The brain as a communication network

John D. Mollon, Chie Takahashi, Marina V. Danilova, What kind of network is the brain? Trends in Cognitive Sciences, Volume 26, Issue 4, 2022, Pages 312-324 DOI: 10.1016/j.tics.2022.01.007.

The different areas of the cerebral cortex are linked by a network of white matter, comprising the myelinated axons of pyramidal cells. Is this network a neural net, in the sense that representations of the world are embodied in the structure of the net, its pattern of nodes, and connections? Or is it a communications network, where the same physical substrate carries different information from moment to moment? This question is part of the larger question of whether the brain is better modeled by connectionism or by symbolic artificial intelligence (AI), but we review it in the specific context of the psychophysics of stimulus comparison and the format and protocol of information transmission over the long-range tracts of the brain.

An hypothesis that human perception can only be done in real-time if prediction mechanisms go ahead and save the gap caused by the processing of inputs, which actually cannot be done in real-time (plus further post-processing and adjustment of past perceptions)

Hinze Hogendoorn, Perception in real-time: predicting the present, reconstructing the past, Trends in Cognitive Sciences, Volume 26, Issue 2, 2022 DOI: 10.1016/j.tics.2021.11.003.

We feel that we perceive events in the environment as they unfold in real-time.

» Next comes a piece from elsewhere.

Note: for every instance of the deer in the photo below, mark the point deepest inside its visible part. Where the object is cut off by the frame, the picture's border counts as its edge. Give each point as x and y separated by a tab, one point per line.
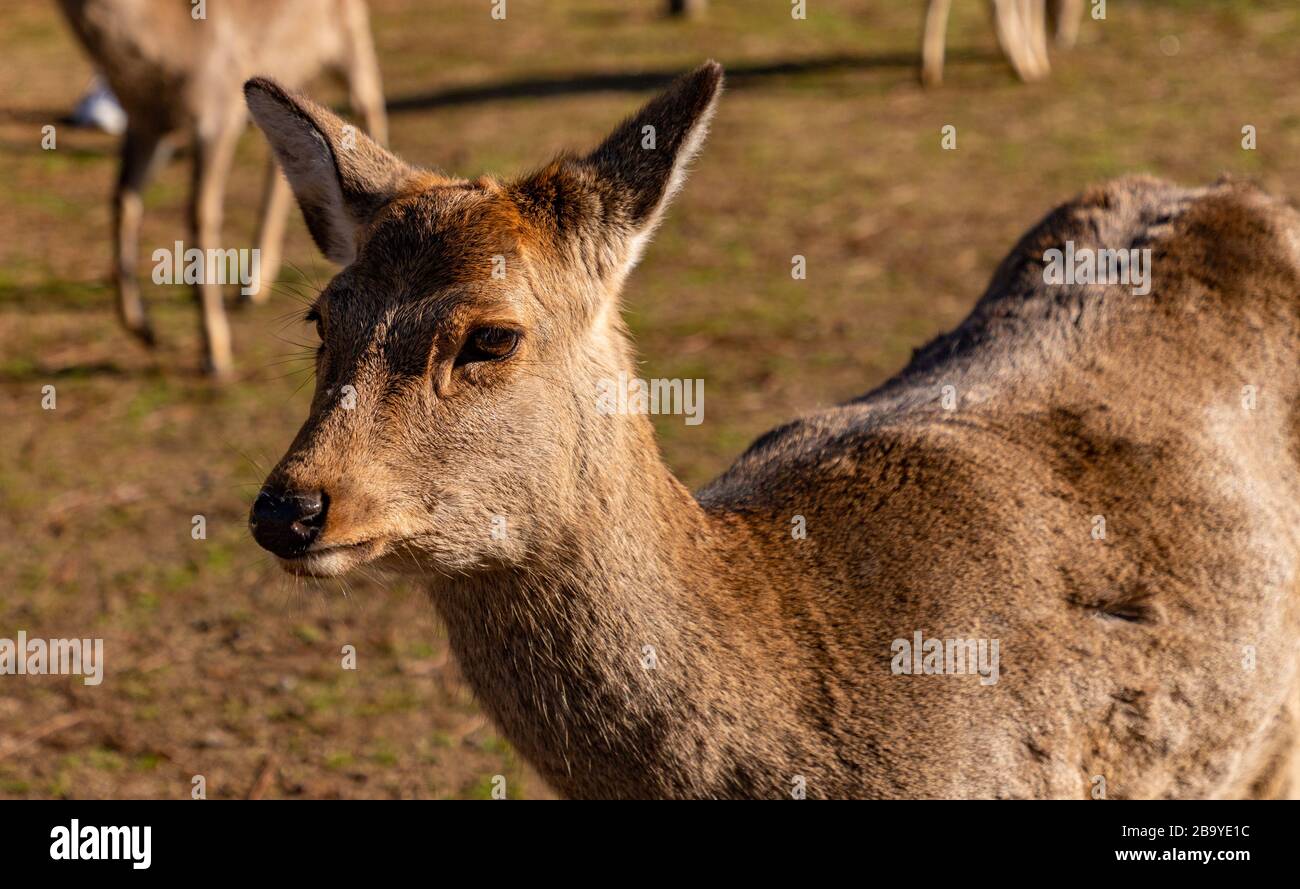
178	72
633	640
1021	26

However, this intuitive view of perception is impossible to implement in the nervous system due to biological constraints such as neural transmission delays. I propose a new way of thinking about real-time perception: at any given moment, instead of representing a single timepoint, perceptual mechanisms represent an entire timeline. On this timeline, predictive mechanisms predict ahead to compensate for delays in incoming sensory input, and reconstruction mechanisms retroactively revise perception when those predictions do not come true. This proposal integrates and extends previous work to address a crucial gap in our understanding of a fundamental aspect of our everyday life: the experience of perceiving the present.